[GIT PULL] Btrfs updates for 5.12

From: David Sterba
Date: Tue Feb 16 2021 - 07:59:58 EST


Hi,

this update brings updates of space handling, performance improvements
or bug fixes. The subpage block size and zoned mode features have
reached state where they're usable but with limitations.
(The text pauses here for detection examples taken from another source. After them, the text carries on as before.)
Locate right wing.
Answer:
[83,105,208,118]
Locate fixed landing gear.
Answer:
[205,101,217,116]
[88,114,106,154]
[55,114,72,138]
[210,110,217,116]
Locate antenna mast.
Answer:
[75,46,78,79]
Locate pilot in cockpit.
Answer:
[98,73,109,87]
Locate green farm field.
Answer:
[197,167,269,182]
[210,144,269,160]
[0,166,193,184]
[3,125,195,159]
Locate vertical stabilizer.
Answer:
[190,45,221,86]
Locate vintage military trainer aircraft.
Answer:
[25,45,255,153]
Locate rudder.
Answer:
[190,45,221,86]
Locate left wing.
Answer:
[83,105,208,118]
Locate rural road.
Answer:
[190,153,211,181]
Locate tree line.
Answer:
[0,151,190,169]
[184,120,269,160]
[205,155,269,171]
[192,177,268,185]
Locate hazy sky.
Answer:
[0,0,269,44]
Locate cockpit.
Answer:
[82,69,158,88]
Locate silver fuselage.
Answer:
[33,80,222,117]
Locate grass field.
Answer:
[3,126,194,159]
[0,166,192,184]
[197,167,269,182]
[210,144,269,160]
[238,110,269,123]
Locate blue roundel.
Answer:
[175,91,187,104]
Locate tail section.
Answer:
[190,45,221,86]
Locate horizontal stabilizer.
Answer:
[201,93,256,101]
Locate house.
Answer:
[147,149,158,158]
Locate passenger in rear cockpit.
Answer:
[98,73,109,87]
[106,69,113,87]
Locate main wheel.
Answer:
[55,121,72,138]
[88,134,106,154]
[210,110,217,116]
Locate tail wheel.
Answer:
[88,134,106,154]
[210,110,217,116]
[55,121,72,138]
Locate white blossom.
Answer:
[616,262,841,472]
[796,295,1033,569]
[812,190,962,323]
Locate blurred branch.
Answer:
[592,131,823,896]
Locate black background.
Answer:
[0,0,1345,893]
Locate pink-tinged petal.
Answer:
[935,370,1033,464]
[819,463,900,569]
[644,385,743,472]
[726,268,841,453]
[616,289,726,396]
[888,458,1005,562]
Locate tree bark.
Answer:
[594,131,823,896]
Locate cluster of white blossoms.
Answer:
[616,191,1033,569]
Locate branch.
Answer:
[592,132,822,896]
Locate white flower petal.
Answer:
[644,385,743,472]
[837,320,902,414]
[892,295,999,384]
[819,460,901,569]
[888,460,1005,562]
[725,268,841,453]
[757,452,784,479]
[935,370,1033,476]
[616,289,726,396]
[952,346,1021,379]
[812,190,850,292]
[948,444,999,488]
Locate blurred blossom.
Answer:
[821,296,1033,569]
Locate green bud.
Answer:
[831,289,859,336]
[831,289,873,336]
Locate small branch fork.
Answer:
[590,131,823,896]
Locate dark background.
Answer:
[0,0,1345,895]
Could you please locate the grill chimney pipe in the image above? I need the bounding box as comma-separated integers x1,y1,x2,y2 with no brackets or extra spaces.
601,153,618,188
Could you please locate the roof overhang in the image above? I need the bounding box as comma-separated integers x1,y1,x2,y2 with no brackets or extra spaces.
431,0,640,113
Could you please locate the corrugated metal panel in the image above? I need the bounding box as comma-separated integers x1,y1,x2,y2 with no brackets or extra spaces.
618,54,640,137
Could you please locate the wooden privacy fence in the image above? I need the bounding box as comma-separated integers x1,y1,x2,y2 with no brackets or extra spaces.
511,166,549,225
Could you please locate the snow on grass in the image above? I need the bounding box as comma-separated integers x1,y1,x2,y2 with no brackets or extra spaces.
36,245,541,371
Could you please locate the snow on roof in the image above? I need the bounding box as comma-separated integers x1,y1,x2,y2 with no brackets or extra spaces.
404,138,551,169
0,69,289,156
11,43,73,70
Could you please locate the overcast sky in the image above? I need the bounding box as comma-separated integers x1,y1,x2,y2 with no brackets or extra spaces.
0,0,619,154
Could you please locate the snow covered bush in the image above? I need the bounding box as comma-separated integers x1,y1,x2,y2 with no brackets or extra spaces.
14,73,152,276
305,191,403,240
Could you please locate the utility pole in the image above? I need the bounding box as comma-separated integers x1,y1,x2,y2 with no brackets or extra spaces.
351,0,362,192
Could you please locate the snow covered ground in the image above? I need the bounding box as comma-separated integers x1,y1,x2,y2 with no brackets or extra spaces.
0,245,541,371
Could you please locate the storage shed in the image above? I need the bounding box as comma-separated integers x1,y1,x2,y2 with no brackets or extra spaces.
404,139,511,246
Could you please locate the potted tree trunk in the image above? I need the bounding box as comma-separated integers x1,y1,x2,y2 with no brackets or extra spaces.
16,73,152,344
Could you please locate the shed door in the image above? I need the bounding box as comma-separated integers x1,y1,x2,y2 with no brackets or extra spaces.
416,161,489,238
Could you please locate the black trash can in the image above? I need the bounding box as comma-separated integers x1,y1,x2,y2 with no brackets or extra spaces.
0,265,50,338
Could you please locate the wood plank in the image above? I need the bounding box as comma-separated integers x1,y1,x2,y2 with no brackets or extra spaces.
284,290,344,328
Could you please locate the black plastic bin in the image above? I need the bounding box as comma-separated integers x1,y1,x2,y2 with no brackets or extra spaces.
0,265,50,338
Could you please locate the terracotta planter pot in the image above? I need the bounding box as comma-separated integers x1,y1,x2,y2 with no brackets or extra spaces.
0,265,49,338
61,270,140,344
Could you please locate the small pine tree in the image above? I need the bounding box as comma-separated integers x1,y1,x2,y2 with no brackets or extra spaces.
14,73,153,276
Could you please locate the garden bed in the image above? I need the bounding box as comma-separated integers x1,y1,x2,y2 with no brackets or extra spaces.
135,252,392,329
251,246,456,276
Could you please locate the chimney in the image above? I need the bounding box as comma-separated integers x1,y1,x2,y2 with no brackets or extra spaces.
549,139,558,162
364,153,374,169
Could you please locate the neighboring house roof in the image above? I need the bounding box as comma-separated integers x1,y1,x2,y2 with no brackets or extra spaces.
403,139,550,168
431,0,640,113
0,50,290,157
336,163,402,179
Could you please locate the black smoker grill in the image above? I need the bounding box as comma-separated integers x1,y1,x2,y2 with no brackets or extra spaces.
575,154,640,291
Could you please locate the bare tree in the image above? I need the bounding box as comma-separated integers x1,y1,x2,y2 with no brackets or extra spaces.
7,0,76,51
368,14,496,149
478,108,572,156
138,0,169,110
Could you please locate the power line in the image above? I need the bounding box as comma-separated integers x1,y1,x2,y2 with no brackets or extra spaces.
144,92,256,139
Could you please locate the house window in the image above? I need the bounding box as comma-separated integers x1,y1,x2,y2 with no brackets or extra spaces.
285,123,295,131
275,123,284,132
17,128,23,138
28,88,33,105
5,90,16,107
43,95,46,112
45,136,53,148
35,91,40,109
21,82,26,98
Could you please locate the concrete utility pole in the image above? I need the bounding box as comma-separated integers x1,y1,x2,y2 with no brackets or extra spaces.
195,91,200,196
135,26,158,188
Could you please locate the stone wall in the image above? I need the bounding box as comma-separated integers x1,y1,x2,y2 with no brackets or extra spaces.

The branch merges cleanly on top of current master, there are some minor
conflicts reported by linux-next in iov_iter or kmap conversion.

Please pull, thanks.

- Performance or related

- do not block on deleted block group mutex in the cleaner, avoids
some long stalls

- improved flushing: make it work better with ticket space
reservations and avoid excessive transaction commits in some
scenarios, slightly improves throughput for random write load

- preemptive background flushing: separate the logic from ticket
reservations, improve the accounting and decisions when to flush in
low space conditions

- less lock contention related to running delayed refs, let just one
thread do the flushing when there are many inside transaction commit

- dbench workload improvements: avoid unnecessary work when logging
inodes, fewer fallbacks to transaction commit and thus less waiting
for it (+7% throughput, -20% latency)

- Core

- subpage block size
- currently read-only support
- refactor and generalize code where sectorsize is assumed to be
page size, add the subpage handling everywhere
- the read-write support is on the way, page sizes are still limited
to 4K or 64K

- zoned mode, first working version but with limitations
- SMR/ZBC/ZNS friendly allocation mode, utilizing the "no fixed
location for structures" and chunked allocation
- superblock as the only fixed data structure needs special
handling, uses 2 consecutive zones as a ring buffer
- tree-log support with a dedicated block group to avoid unordered
writes
- emulated zones on non-zoned devices
- not yet working
- all non-single block group profiles, requires more
zone write pointer synchronization between the multiple block
groups
- fitrim due to dependency on space cache, can be implemented

- Fixes

- ref-verify: proper tree owner and node level tracking
- fix pinned byte accounting, causing some early ENOSPC now more
likely due to other changes in delayed refs

- Other

- error handling fixes and improvements
- more error injection points
- more function documentation
- more and updated tracepoints
- subset of W=1 checked by default
- update comments to allow more automatic kdoc parameter checks

----------------------------------------------------------------
The following changes since commit e0756cfc7d7cd08c98a53b6009c091a3f6a50be6:

Merge tag 'trace-v5.11-rc7' of git://git.kernel.org/pub/scm/linux/kernel/git/rostedt/linux-trace (2021-02-08 11:32:39 -0800)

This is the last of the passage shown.